Our take: Ronacher's practices show that "polishing the loop (the environment)" matters more than "polishing the prompt." Logging to a file, writing code the agent can read easily, and setting up the CLI — these have been considered good design even before AI, and they tell us that good engineering translates directly into agent productivity.

References

  1. Armin Ronacher, "Agentic Coding Recommendations" (June 12, 2025) — https://lucumr.pocoo.org/2025/6/12/agentic-coding/
  2. Armin Ronacher, "Tools: Code Is All You Need" (July 3, 2025) — https://lucumr.pocoo.org/2025/7/3/tools/
  3. Armin Ronacher, "Your MCP Doesn't Need 30 Tools: It Needs Code" (August 18, 2025) — https://lucumr.pocoo.org/2025/8/18/code-mcps/
  4. Armin Ronacher, "Things that didn't work" (July 30, 2025) — https://lucumr.pocoo.org/2025/7/30/things-that-didnt-work/
  5. Armin Ronacher, "A Language For Agents" (February 9, 2026) — https://lucumr.pocoo.org/2026/2/9/a-language-for-agents/
  6. Armin Ronacher, "A Year of Vibes" (December 22, 2025) — https://lucumr.pocoo.org/2025/12/22/a-year-of-vibes/

Frequently Asked Questions (FAQ)

Why does Armin Ronacher use claude-yolo together with Docker?

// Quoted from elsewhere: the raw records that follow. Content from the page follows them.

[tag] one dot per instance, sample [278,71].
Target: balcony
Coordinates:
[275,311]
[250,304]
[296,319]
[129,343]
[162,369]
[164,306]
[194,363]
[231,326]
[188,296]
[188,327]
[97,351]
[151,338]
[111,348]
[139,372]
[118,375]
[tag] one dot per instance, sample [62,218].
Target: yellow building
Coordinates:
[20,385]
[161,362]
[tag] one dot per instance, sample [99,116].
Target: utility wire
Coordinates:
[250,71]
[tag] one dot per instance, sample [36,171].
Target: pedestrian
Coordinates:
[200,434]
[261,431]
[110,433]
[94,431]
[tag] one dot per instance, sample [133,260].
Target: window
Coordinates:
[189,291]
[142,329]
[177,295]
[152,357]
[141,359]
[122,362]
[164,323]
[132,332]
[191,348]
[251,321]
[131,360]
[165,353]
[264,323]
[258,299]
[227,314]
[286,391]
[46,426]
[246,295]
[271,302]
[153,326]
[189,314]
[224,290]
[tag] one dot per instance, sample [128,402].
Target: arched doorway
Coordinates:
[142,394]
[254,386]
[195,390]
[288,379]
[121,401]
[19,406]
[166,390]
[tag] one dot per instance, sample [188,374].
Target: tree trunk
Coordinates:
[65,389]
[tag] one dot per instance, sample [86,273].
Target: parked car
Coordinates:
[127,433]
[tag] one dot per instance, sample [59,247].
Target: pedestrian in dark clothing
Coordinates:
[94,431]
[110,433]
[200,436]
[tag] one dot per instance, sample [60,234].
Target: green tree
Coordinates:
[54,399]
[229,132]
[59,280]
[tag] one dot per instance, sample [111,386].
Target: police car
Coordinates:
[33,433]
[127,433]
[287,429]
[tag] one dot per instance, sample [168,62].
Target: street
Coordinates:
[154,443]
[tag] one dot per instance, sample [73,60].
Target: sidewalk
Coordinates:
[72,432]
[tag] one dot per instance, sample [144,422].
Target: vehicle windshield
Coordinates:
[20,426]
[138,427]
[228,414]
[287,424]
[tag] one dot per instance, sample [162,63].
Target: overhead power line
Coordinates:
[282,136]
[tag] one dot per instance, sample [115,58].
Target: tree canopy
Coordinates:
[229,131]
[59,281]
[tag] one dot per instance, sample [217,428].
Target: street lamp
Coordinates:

claude-yolo is an alias for claude --dangerously-skip-permissions, which runs the agent at full throttle without showing any permission prompts. Ronacher neutralizes the danger of this by isolating the environment with Docker, running everything inside a box where any damage stays contained. This lets him have both full speed and safety.

What does Armin Ronacher mean by code that an LLM can read easily?

It means code that follows rules such as: prefer longer, descriptive function names over classes; avoid inheritance and overly clever hacks; use plain SQL instead of an ORM; and keep important permission and security checks right next to the code they protect. The top priority is making it easy for the agent to find code with grep and to interpret it.

Why does Armin Ronacher recommend CLI over MCP?

Because a large number of dedicated tools eats up context and causes context rot. He points out that comparing the GitHub MCP with the gh CLI shows the latter uses context far more efficiently, and argues that having the agent write and run code is more composable and efficient than making it call tools.